A perfect case of allegedly delightful children’s fare
turning horrific, this Santa Claus
film surrounds the jolly old elf with one unnerving device after another. The
worst is a set of jittery mechanical reindeer, which shake like meth-craving
lunatics while Santa laughs and laughs and laughs, scaring Mike, Tom, Crow, and
anyone else watching.

Highlights: The
out-of-nowhere introductions of Santa’s hellish antagonists, Mike’s Christmas
carol devolving into violent chaos, a scene of Santa fuming “darn that devil!”

Why it’s not on DVD:
It’s supposedly a staple of Christmastime TV in Mexico, and it’s available on
DVD from Brentwood. Maybe we’ll get the MST3K
version by this December.

 

1) Final Sacrifice

 

Final Sacrifice
starts out much like any other D-grade MST3K
subject: there’s a mysterious, cheaply shot ritual in a forest, during
which some unidentified schlub is murdered. Then the movie introduces the first
of many memorable characters: Troy, a gangly teenager who spends his days
poring over a crude map apparently left by his father (whose resemblance to NFL
running back Larry Csonka does not go unnoted) and apparently drawn by
second-graders.

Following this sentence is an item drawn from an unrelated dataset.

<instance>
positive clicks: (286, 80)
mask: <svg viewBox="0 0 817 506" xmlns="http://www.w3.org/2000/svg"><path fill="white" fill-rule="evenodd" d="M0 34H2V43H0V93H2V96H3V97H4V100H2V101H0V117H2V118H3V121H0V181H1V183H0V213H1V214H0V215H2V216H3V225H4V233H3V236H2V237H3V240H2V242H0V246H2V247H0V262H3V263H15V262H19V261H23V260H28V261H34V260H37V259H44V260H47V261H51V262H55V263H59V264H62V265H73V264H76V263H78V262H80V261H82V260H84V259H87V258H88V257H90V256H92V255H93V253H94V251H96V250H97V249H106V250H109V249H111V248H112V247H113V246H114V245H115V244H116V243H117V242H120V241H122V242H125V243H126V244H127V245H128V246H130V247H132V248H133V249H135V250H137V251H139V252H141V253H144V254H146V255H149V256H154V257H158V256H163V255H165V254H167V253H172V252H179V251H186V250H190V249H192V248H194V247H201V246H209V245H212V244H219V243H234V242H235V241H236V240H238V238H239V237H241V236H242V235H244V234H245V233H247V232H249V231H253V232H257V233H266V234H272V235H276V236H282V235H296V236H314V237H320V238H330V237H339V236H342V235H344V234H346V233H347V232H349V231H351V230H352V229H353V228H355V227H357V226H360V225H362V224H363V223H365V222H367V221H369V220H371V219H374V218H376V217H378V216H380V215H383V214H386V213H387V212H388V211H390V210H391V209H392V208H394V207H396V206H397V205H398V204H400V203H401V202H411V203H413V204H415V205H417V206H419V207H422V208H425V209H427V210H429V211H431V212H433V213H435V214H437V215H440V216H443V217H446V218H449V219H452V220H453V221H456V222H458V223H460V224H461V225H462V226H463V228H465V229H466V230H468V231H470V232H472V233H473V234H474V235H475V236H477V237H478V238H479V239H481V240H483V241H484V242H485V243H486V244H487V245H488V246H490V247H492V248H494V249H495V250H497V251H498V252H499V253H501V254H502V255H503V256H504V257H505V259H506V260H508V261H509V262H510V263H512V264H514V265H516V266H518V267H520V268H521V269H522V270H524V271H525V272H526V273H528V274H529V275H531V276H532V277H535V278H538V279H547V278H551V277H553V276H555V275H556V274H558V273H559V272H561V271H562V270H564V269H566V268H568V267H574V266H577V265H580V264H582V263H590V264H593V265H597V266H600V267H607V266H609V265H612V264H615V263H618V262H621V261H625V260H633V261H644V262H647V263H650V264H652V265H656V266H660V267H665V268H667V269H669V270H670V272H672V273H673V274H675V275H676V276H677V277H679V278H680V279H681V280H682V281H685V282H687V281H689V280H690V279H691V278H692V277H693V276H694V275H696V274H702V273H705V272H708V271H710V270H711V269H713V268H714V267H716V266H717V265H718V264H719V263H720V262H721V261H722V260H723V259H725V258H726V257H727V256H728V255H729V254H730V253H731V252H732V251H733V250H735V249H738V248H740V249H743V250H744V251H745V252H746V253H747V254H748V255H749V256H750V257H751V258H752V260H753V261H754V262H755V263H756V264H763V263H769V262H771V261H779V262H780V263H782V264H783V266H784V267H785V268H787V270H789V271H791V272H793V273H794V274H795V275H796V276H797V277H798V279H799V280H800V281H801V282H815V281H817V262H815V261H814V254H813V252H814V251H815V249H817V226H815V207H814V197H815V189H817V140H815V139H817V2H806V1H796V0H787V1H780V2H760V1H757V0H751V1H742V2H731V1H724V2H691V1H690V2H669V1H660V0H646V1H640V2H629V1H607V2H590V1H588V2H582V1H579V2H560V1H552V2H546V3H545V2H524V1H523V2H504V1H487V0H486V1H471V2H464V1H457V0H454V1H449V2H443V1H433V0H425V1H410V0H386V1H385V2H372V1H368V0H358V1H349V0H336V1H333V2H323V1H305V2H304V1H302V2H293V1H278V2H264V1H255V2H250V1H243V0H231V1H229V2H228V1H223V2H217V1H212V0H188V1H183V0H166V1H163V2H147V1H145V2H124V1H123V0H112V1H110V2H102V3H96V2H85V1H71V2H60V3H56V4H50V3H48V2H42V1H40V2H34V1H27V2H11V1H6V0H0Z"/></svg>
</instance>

This attracts the attention of a trench-coat-wearing evildoer
who has a comically deep voice and a phalanx of doughy minions in ski masks. Pursued
by these un-intimidating thugs, Troy is rescued by the film’s hero: Zap
Rowsdower, a boozy, middle-aged, hockey-haired bum in a denim jacket and white
jeans.

Rowsdower makes Final
Sacrifice
what it is. While Troy’s snaggle-toothed nerdery and an old-timey
mountain man certainly elevate the movie, Rowsdower is the star attraction as
he wheezes, bumbles, and drinks his way through a quest for a lost ancient city
(in Canada, no less). The MST3K
audience rips into him at every turn, and even the movie doesn’t seem to expect
much of Rowsdower, as he ultimately needs the reed-thin Troy to help him defeat
Darth DeepVoice. When not mocking Rowsdower, Mike and the ‘bots throw out jabs
at both Canada and America’s attitude toward its great northern neighbor. It
reaches a masterful crescendo with Tom’s Canadian song.

Highlights: Every
single scene featuring Rowsdower and the movie’s unspoken expectation that
viewers will care about Rowsdower.

Why it’s not on DVD:
The rights apparently still lie with Flying Dutchman Productions, meaning that
they either want lots of money or don’t want their film’s public roasting
committed to DVD. Or maybe someone just needs to ask them.